Study area
The present study was conducted in Pancharul Gram Panchayat (local level unit for the governance of rural areas) under Udaynarayanpur Block, located in the district of Howrah of the State of West Bengal in India. Howrah is the nearest town to Pancharul, which is approximately 51km away. The nearest railway station of Pancharul is about 23 km. away (Amta Railway Station). The total geographical area of Pancharul is 410.02 hectares, and the total population of this area is 6,678 persons. Out of the total population, 4,714 people in Pancharul Village are literate. There is only one community health centre, but exclusive geriatric outpatient services are not available in this centre (MHA, 2011).

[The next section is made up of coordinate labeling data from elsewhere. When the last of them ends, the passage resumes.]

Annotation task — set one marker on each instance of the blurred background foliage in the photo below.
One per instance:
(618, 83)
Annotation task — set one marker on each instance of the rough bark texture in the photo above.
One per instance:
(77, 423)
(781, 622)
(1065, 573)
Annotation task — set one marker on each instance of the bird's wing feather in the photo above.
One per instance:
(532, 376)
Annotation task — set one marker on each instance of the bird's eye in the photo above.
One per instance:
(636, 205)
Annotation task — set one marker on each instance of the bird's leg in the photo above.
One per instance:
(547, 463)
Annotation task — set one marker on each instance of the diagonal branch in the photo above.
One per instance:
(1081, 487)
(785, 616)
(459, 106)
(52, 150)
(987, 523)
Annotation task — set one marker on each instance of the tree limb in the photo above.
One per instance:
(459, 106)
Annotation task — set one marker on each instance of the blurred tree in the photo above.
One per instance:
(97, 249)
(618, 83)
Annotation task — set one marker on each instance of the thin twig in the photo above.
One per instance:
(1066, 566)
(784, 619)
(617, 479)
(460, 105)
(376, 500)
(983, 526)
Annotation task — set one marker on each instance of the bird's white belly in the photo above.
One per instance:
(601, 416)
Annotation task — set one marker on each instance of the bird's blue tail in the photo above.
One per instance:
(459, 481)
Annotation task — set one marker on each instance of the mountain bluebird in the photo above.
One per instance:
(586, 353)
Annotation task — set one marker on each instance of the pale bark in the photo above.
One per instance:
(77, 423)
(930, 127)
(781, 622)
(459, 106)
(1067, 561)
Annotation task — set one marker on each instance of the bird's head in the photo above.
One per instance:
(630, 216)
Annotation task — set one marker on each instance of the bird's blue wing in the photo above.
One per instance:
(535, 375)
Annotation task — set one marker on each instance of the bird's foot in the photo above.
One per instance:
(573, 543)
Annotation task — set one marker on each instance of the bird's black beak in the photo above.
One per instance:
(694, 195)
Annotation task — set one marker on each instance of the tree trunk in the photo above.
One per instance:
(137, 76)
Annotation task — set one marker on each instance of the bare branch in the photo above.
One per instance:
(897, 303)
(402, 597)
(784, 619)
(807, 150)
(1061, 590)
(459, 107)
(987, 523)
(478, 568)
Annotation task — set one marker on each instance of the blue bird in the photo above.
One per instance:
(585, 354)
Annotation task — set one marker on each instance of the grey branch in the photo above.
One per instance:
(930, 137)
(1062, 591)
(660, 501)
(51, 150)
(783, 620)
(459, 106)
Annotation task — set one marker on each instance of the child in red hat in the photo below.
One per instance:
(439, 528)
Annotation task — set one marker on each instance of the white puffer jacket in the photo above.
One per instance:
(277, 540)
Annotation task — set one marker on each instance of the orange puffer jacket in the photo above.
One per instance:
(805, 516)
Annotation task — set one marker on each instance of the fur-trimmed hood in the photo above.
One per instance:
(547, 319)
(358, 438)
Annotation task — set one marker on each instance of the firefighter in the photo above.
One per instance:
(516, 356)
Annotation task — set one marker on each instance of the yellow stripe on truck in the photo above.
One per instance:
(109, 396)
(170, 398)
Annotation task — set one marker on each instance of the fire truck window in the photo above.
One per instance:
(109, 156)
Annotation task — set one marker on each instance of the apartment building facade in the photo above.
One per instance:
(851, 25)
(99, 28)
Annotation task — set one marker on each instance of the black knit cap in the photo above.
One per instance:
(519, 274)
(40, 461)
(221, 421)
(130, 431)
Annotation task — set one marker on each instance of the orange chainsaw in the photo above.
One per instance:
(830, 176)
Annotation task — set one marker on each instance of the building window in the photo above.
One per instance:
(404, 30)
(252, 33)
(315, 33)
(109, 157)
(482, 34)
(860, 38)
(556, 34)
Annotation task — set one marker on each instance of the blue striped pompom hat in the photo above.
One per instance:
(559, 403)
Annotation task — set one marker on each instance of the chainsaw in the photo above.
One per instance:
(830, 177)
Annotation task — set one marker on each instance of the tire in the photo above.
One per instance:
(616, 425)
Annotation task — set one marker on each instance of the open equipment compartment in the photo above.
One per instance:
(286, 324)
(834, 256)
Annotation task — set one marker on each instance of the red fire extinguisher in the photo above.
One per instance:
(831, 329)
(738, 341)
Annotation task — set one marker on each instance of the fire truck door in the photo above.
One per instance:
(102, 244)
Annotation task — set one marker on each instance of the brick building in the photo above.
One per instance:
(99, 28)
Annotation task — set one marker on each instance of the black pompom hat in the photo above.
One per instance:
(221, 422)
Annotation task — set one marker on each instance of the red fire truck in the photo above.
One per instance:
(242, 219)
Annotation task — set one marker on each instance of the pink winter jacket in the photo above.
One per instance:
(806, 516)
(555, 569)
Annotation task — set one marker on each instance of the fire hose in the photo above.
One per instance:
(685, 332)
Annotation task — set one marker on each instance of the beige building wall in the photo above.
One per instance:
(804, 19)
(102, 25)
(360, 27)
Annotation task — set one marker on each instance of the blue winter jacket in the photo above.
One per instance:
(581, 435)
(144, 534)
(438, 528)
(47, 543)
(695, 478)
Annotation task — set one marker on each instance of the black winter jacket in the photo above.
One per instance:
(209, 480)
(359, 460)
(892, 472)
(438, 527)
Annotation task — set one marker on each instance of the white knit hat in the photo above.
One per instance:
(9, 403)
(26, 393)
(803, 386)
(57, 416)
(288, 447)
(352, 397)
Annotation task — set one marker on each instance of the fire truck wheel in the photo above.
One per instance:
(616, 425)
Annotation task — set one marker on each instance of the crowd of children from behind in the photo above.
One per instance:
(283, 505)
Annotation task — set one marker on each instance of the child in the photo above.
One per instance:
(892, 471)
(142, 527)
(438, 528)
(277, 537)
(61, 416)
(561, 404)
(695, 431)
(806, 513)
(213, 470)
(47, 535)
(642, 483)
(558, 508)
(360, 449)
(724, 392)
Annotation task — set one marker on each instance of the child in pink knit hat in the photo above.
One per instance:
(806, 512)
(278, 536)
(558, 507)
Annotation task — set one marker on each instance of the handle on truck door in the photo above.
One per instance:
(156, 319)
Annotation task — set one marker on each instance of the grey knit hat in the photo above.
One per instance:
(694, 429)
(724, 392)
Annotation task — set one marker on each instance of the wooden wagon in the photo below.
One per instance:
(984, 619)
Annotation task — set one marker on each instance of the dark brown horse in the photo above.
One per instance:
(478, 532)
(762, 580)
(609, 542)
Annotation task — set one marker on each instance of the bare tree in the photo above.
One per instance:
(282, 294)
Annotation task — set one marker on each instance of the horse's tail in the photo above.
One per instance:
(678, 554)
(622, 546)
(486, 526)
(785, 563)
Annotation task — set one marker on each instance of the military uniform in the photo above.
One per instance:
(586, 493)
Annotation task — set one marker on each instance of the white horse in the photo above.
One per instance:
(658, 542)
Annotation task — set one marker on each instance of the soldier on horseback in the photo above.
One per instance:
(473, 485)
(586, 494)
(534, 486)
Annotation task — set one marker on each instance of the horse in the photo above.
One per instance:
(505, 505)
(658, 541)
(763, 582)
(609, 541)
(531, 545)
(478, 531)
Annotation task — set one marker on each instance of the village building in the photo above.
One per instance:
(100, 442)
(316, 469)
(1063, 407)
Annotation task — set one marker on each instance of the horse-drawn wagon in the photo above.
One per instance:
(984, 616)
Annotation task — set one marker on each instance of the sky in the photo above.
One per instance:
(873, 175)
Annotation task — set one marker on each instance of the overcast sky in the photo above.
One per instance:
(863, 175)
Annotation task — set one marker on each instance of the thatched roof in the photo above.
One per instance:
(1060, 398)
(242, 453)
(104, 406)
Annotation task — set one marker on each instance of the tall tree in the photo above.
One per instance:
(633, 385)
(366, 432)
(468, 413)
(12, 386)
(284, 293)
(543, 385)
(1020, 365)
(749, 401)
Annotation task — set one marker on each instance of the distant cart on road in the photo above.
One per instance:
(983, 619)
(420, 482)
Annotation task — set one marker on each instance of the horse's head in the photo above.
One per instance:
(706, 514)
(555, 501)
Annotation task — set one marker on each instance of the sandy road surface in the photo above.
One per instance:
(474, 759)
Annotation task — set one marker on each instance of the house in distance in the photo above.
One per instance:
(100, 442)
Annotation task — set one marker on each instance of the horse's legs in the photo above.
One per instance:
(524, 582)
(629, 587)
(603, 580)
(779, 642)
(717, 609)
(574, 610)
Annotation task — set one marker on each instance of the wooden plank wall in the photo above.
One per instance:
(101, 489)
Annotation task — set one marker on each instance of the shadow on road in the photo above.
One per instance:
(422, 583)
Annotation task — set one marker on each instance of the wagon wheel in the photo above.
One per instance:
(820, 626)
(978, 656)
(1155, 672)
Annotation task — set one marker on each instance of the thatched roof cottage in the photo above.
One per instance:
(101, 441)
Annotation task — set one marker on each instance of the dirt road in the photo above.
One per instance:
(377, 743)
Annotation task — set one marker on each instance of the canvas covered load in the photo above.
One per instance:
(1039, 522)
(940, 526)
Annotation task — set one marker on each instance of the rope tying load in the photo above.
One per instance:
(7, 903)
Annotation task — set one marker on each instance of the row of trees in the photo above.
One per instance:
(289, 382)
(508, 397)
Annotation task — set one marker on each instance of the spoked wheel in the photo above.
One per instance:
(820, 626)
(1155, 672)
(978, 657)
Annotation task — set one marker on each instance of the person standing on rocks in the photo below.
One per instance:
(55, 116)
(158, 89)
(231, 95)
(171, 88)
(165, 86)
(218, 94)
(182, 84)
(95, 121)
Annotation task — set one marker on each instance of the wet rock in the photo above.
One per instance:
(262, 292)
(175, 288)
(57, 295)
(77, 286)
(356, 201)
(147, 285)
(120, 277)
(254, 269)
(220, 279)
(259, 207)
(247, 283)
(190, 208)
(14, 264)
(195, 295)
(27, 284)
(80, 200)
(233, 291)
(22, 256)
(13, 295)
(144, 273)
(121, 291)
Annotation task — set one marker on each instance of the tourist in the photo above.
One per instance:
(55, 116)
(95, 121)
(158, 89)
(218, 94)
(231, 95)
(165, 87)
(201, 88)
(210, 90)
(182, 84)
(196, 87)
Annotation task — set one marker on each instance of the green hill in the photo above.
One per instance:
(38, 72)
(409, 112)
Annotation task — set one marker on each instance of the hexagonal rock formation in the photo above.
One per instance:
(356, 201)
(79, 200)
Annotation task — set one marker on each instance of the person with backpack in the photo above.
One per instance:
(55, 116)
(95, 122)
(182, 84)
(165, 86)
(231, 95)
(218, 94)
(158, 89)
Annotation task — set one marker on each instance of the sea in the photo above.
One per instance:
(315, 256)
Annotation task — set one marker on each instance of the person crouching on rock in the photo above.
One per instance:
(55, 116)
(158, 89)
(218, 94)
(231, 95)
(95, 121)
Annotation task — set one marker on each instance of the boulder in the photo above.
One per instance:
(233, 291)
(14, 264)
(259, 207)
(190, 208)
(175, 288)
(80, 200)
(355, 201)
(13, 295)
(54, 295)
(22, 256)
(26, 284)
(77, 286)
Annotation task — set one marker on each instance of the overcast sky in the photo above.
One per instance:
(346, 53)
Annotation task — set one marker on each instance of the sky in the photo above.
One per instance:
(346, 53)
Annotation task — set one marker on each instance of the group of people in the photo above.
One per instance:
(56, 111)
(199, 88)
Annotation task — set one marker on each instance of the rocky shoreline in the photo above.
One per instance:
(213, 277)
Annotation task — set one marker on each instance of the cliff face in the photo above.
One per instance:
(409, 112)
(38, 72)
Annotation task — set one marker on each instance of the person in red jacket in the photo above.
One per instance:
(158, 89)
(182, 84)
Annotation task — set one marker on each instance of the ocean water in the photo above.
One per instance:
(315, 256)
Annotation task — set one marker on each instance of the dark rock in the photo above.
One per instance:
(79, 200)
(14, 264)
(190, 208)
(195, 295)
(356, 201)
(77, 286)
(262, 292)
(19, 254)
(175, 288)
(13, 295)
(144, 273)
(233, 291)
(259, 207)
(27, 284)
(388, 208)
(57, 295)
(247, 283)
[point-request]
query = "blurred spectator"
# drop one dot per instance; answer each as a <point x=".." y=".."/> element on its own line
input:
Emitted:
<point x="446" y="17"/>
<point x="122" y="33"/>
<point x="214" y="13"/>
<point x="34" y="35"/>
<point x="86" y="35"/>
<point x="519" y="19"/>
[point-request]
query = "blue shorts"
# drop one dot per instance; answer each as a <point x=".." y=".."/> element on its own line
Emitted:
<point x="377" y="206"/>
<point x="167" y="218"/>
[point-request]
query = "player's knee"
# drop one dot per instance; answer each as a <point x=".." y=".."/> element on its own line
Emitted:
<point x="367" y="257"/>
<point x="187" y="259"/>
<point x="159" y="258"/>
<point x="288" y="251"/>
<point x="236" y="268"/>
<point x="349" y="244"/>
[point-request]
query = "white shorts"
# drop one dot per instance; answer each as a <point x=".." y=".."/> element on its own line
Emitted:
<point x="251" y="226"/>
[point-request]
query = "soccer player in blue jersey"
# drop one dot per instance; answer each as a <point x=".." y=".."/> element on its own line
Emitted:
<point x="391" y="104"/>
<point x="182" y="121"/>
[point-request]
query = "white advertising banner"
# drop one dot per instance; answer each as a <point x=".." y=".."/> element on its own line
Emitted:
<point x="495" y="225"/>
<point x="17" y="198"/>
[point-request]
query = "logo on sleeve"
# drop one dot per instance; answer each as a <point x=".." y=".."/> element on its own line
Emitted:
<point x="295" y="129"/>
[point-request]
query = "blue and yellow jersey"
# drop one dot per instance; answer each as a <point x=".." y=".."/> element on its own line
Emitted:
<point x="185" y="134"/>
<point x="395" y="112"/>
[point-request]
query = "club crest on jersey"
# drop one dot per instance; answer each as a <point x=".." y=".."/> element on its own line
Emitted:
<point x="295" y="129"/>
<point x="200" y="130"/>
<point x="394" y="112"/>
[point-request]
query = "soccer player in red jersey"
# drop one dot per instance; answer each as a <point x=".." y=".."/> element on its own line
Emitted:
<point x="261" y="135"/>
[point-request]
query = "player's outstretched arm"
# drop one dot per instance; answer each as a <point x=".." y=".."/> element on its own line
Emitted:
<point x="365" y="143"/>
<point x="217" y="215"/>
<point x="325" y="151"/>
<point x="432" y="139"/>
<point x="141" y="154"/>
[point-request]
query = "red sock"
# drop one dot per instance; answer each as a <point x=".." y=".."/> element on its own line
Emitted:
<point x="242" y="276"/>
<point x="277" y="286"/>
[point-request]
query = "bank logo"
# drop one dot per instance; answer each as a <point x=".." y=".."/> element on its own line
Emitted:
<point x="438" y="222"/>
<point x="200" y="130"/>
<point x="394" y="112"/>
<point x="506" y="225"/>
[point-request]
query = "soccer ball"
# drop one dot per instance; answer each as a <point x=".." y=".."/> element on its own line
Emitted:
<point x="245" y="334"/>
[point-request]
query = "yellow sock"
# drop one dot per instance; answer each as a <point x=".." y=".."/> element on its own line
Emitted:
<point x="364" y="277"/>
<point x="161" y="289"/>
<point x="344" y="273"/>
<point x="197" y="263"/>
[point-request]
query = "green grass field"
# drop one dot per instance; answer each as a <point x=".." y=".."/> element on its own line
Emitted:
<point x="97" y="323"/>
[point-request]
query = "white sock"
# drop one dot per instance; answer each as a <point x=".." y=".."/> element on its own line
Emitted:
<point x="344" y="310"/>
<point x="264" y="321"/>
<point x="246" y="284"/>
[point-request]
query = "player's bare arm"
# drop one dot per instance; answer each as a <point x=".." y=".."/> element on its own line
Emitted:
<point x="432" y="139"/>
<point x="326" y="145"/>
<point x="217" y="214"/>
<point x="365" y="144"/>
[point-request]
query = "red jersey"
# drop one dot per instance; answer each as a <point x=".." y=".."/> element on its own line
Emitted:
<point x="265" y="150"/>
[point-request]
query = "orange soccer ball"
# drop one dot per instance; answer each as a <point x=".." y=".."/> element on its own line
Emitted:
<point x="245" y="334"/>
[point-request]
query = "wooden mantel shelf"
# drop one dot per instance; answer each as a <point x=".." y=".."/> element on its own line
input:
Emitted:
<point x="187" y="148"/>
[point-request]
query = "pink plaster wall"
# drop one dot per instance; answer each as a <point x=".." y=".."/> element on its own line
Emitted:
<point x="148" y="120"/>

This study is the part of a large project that examines the effect of a rural geriatric welfare programme on geriatric quality of life. This particular community was purposely selected because a geriatric welfare programme is ongoing in this block, and it also possesses multi-ethnic, single language-speaking (Bengali, the predominant local language of West Bengal) agricultural group, which is a general feature of rural West Bengal.
Sampling
This study follows a population-based cross-sectional design. No statistical sampling procedures have been adopted for the selection of study participants. Household listing was made from the panchayat electoral rolls (Voter list). Based on this selection frame all the eligible individuals (aged 60 years and above) of Pancharul gram panchayat were approached for participation. The sampling frame enumerated a total of 623 elderly individuals inhabiting a cluster of villages of Pancharul gram panchayat. Out of 623 elderly individuals, 500 participants (226 males and 274 females) completed the face-to-face interview by a single researcher and were included in this study between October 2018 and January 2020. All the questionnaires were administered in Bengali, the mother tongue of study participants. The inclusion criteria for the participants were willing elderly individuals providing consent to participate, and living in the selected villages for more than ten years. Those aged below 60 years, on cross-checking of age, and elderly people with disabilities, both physical and mental, were excluded.
Instruments
Socio-demographic characteristics: First of all, Socio-demographic data were collected on age, sex, marital status, living arrangement, occupational status, educational status and socio-economic status. Marital status was categorized as unmarried, married (living with spouse) and widowed. Living arrangement was grouped into three categories, living alone, nuclear family (a social unit of two parents and their unmarried dependent children) and joint family (a family living together with all family members irrespective of marital status up to 2nd generation). The occupational status was categorized as working and non-working. Educational status was grouped into two categories, less than primary education (school education up to class four), and primary education and above. Udai Pareek scale (revised) was used to collect socio-economic status information (Wani, 2019). This scale is well used to understand the socio-economic status of a family in rural India. In the present study, the reliability of the socio-economic status scale was α = 0.78.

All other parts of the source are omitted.